Difficulty accessing services

The issue is close to the heart of Emily Chapman, vice-president for further education at the NUS students’ union, who says she has suffered from “heavy depression and anxiety”. She believes the AoC-Tes survey figures are a major cause for concern.

“I have seen this day-to-day in the past, and suffered from it myself for many a year,” says Chapman. “Unfortunately, while more students are disclosing [mental health issues to their colleges], massive cuts to funding mean that many cannot access the support they desperately need.”

The survey, completed by leaders of 90 colleges – a third of the total in England – found that many institutions have increased their capacity to deal with the mental health of the student body.

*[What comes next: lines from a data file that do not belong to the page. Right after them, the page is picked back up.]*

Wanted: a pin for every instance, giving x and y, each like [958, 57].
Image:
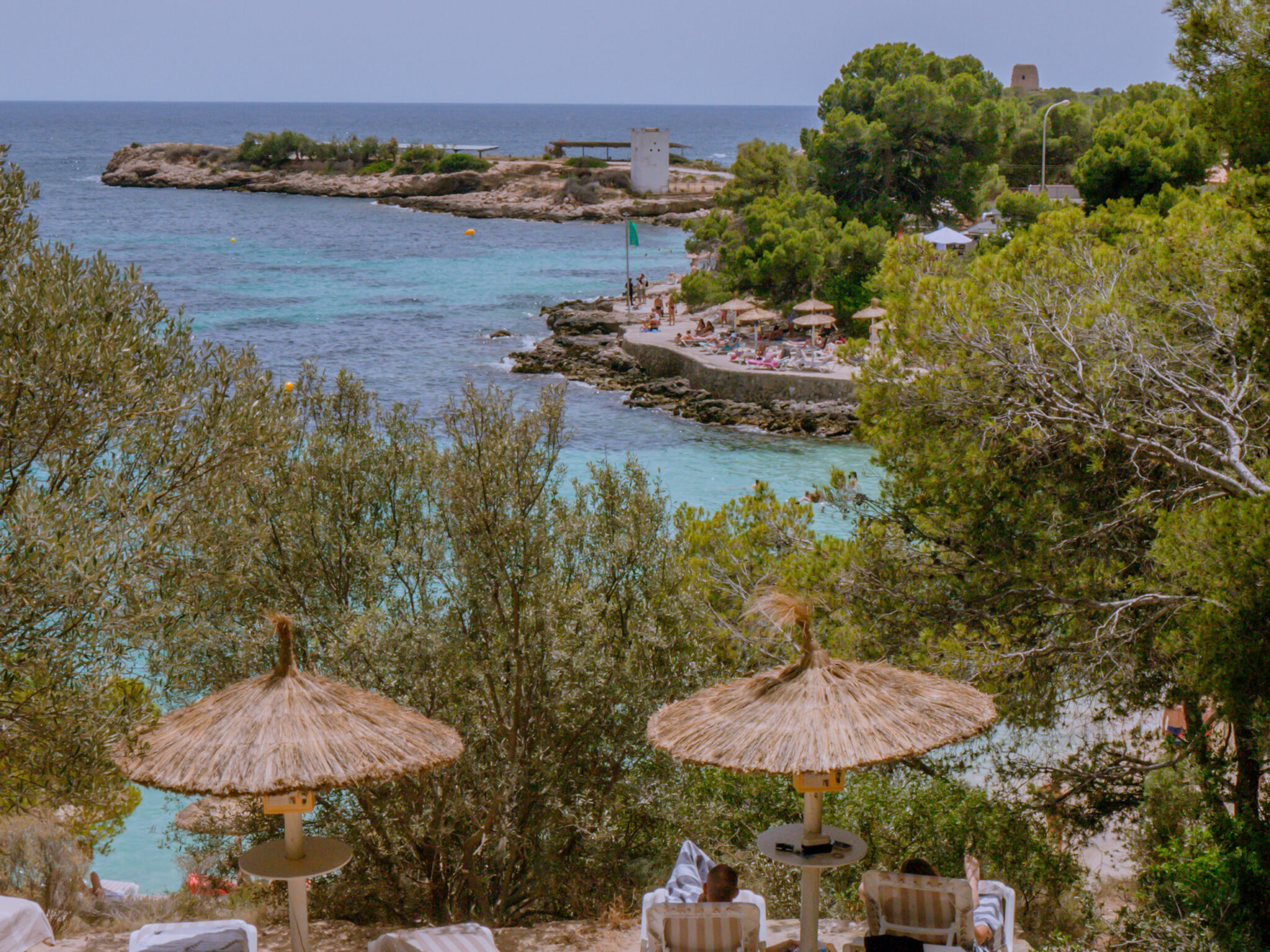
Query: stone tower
[1024, 76]
[651, 161]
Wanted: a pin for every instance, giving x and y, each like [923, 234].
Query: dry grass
[818, 714]
[283, 731]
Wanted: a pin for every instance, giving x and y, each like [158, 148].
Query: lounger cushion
[465, 937]
[704, 927]
[928, 908]
[211, 936]
[23, 924]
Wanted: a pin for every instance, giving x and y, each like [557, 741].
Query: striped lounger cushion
[704, 927]
[465, 937]
[926, 908]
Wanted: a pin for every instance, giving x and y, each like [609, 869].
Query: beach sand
[593, 936]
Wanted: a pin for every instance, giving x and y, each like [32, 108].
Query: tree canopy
[1075, 495]
[905, 133]
[1223, 52]
[1141, 150]
[117, 430]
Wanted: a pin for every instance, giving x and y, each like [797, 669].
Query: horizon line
[393, 102]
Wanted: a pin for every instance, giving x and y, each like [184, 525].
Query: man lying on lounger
[699, 879]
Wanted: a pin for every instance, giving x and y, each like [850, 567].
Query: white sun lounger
[210, 936]
[935, 910]
[465, 937]
[23, 924]
[739, 926]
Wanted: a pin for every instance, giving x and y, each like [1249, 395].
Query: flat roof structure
[478, 150]
[562, 144]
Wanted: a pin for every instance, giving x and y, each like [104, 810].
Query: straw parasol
[870, 314]
[756, 316]
[283, 735]
[813, 320]
[818, 715]
[812, 306]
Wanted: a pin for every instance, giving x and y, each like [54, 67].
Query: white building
[651, 161]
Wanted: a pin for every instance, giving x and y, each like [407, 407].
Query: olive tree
[451, 568]
[115, 431]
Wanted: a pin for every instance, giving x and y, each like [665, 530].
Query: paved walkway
[665, 338]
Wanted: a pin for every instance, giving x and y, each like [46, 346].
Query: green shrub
[851, 350]
[38, 861]
[461, 162]
[705, 288]
[418, 161]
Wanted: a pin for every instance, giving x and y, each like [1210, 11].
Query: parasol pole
[298, 895]
[809, 906]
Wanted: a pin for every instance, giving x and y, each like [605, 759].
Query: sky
[742, 52]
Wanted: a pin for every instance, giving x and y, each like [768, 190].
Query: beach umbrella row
[288, 734]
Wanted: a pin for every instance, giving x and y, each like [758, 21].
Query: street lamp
[1044, 128]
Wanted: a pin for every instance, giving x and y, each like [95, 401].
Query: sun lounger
[465, 937]
[23, 924]
[933, 909]
[118, 889]
[211, 936]
[739, 926]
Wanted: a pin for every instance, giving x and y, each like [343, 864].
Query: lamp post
[1044, 128]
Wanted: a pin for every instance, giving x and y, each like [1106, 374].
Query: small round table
[269, 861]
[810, 866]
[791, 833]
[319, 855]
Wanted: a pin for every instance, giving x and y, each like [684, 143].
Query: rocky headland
[586, 346]
[540, 191]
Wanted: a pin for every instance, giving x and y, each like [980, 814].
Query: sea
[402, 299]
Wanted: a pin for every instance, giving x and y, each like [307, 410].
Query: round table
[810, 866]
[269, 861]
[791, 833]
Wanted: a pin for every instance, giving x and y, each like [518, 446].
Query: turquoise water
[399, 298]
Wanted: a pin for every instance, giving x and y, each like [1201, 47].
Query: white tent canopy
[944, 236]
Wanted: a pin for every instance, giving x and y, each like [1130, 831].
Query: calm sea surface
[398, 298]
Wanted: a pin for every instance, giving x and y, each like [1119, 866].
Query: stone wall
[741, 386]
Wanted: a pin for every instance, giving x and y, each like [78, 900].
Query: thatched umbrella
[813, 320]
[817, 716]
[735, 307]
[812, 306]
[282, 736]
[756, 316]
[873, 312]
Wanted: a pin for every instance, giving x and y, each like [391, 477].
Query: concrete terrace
[659, 356]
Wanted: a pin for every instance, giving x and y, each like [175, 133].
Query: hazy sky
[559, 51]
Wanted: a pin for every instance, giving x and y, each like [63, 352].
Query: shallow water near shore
[398, 298]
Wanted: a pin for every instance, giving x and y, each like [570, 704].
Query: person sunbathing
[988, 914]
[698, 879]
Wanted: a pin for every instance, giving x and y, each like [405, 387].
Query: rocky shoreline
[586, 346]
[538, 191]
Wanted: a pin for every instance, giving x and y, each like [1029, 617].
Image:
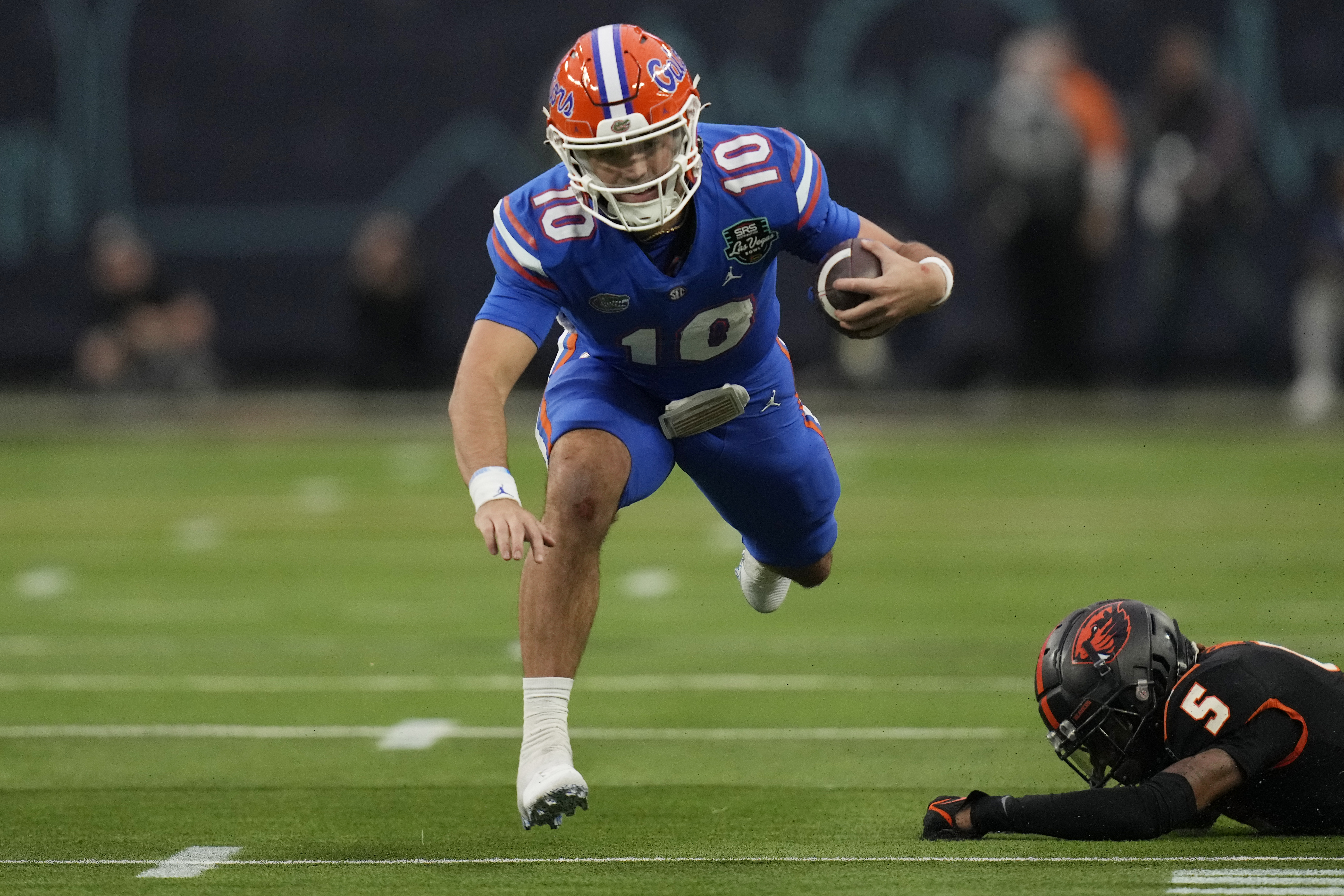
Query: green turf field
[321, 592]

Some 63 per cent of colleges have a dedicated staff member to support students with mental health issues. And this comes despite falling budgets: two-thirds of respondents say that outside resources for support have either declined or plateaued, while one-in-10 colleges say that outside resources have “significantly declined”.

Institutions are often supplementing those resources from other funding streams; none of the respondents reported a drop in spending on support.

 

Reaseheath College in Cheshire has seen a 25 per cent increase in the number of students seeking help in the past year. Senior wellbeing coordinator Nicola McCleave says that, given the support offered by her team of eight trained counsellors, GPs now often refer students back to the college to avoid having to wait up to 18 months to access NHS mental health services. “That is great for us – it means we’re doing a really good job,” says McCleave.

Tom Madders, director of campaigns at mental health charity YoungMinds, believes there is a “mental health crisis in our classrooms”. The charity is calling for extra resources for colleges to manage the situation, as well as a greater emphasis on student wellbeing in Ofsted inspections. “We are calling for a fundamental rebalancing of the education system so that colleges no longer feel they are being asked to prioritise exam results over the wellbeing of their students,” he adds.

Improving cooperation with other services is also key, according to Chapman. “A joined-up approach with NHS services and colleges is required to better support every FE student who faces difficulties,” she says. “Students need mental health services to be adequately funded, and want their colleges to run campaigns about the symptoms and different forms of poor mental health, to help reduce the stigma that currently surrounds the issue in the sector.”

Currently, colleges’ links with health authorities vary significantly. Some 42 per cent of college leaders say their relationship with the director of public health – who is responsible for the overall vision and objectives for public health in the local area, including mental health – is non-existent. However, 68 per cent say that their relationship with their child and adolescent mental health services (Camhs) provider is good or very good, compared with 46 per cent who say that their relationship with their adult mental health service provider is at that level.

The AoC has set up a mental health and wellbeing policy group, bringing together colleges, Public Health England, the Department for Education and NHS England. Next week, the AoC will also publish a collection of case studies to highlight good practice in this area. Among the colleges highlighted is New City College, Hackney, which has a partnership with the local NHS mental health trust to overcome barriers to education for local people with severe mental health issues; it also offers practical support with application forms and enrolment.

The former principal of the college, Ian Ashman, made the improvement of support for students with mental health issues a priority during his term as AoC president. He says the findings are a “sad reflection on the challenges facing further education students”.

Ashman adds that he hopes the survey findings will “persuade more clinical commissioning groups and directors of public health to put more resources into FE and better engage with their local college, to enhance the support given to students in the future”.